自衛隊の闇組織

石井暁『自衛隊の闇組織 秘密情報部隊「別班」の正体』講談社現代新書、2018


著者は共同通信編集委員。この本は、「陸幕運用支援・情報部別班」のレポート。

「別班」は、陸上自衛隊ヒューミント組織。人数ははっきりしていないが、数十人規模か。メンバーは、情報学校の成績優秀者から選ばれ、ケースオフィサーとして、ロシア(ソ連)、中国、北朝鮮の情報収集にあたっている。この部隊が集めてきた情報は、防衛大臣には報告されておらず、他の情報機関(内閣情報調査室や警察、公安調査庁など)と連携して、アメリカに行っていることが示唆されている。
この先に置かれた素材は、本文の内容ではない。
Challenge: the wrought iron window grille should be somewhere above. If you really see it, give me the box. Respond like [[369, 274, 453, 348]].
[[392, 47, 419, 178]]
この機関、昔共産党が端緒をつかんで赤旗で書いたことがあり、その結果は本にもなっているが、それを含めて取材の過程と結果を丹念に書いており、情報機関の実態にここまで迫れたのだから、記者としては大成果。

陸幕長の経験者が何と言っているか、この部隊にかつて在籍した者が何と言っているか、防衛省内局はどうなのか、それぞれの人の反応から、この組織が何をしているのかがわかる。

また、別班が特殊作戦群と共同して、海外での特殊作戦を実行することを考えていることも明らかにされている。実際にどのような状況で別班と特殊作戦群が結びつくのかは、この本だけではわからないが。

非常に情報の多い本。長年の取材の成果が読めるのはありがたい。